Tenho muitas outras lembranças dela. Fumando cachimbo, também lá para os fundos da casa, pedalando na Singer, rezando no oratório cheio de pequenas imagens de santos e santas, cantando benditos. E em certas noites, passando Asseptol nos meus pés feridos nas peladas de futebol. Enquanto aplicava o líquido, ficava me recriminando pelo meu "vício", às vezes, ameaçando de contá-lo ao papai. E quando o remédio ardia e eu reclamava da dor, ela dizia "é pra doer mesmo, vá jogar bola, vá". Quando arrumava a minha mala, na véspera de eu viajar para assumir o meu emprego num banco, interrompeu, de repente, a tarefa e, virando-se pra mim, disse: "meu filho, eu queria lhe fazer um pedido". Devo ter dito pois não, mamãe, e ela falou: "não se case logo, não". Ainda ia fazer 20 anos e só fui casar com quase 29. Não vou falsear a verdade, dizendo que só casei com essa idade para atender ao seu pedido, prefiro achar que isso só tenha ocorrido porque demorei a encontrar a mulher que escolhi para esposa. Seja esse o motivo, de qualquer modo satisfiz a vontade da mamãe.

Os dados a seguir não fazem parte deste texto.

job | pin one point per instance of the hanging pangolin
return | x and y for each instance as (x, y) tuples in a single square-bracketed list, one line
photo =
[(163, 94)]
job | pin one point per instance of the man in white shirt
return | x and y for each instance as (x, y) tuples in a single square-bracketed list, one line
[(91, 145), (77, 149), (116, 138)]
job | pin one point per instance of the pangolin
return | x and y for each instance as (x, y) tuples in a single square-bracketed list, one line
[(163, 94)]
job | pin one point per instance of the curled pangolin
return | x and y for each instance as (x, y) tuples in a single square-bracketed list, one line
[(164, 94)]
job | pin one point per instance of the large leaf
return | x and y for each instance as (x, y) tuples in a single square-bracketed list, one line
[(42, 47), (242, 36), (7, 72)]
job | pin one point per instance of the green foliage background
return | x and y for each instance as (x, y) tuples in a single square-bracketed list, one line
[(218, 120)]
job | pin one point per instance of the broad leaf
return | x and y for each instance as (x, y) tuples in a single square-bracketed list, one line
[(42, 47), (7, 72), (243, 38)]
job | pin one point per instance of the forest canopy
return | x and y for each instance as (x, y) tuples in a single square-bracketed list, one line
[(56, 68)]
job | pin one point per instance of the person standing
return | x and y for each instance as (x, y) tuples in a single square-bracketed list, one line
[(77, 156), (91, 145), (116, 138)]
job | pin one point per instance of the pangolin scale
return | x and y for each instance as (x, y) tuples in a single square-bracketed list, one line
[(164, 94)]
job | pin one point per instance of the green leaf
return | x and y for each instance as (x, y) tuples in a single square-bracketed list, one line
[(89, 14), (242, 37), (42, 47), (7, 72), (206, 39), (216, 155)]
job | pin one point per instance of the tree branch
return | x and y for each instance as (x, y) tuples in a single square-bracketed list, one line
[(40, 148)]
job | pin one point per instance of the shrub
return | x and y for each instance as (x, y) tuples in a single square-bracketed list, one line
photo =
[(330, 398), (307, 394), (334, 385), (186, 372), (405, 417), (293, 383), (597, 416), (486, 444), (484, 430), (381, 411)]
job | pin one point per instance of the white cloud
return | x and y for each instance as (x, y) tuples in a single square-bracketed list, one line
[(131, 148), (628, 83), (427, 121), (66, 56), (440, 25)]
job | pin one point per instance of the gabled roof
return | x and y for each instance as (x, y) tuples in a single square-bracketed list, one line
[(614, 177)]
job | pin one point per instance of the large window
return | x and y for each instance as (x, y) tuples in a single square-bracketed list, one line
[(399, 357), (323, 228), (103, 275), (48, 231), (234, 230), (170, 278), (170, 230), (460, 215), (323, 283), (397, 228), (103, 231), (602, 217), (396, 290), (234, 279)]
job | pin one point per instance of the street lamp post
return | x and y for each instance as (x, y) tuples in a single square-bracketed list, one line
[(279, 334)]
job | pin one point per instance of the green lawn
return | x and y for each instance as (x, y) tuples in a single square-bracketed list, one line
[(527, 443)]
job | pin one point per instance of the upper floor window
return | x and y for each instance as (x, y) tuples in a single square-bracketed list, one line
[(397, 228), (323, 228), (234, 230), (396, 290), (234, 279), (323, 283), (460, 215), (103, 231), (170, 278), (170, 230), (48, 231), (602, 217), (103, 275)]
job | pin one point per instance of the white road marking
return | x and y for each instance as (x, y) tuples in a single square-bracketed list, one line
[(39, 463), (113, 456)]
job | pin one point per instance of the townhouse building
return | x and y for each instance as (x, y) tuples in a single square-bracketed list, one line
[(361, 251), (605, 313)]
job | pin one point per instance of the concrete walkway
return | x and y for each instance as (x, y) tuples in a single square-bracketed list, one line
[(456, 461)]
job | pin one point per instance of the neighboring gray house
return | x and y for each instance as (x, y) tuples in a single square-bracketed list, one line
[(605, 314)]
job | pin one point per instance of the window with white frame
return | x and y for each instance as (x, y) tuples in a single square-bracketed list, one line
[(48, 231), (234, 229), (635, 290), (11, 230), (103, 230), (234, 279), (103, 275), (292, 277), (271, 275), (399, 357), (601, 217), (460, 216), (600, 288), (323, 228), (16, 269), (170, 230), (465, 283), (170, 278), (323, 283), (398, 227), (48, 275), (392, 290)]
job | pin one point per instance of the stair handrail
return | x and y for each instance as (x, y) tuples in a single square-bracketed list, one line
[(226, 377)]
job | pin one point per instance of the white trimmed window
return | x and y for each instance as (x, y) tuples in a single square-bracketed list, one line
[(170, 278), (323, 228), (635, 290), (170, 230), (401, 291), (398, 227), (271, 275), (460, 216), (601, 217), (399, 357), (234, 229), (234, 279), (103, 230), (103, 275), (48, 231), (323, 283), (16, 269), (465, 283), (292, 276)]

Casou aos quinze anos. Nascida há exatos cem anos em Juazeiro do Norte, onde pontificava o padim Ciço, foi morar em Canindé, muito distante da sua terra. Teve 11 filhos. O primogênito, uma mulher (Adeilde), morreu com poucos meses de nascido. Filhos que vieram em intervalos curtos. Entre o primeiro e o último um espaço de 22 anos.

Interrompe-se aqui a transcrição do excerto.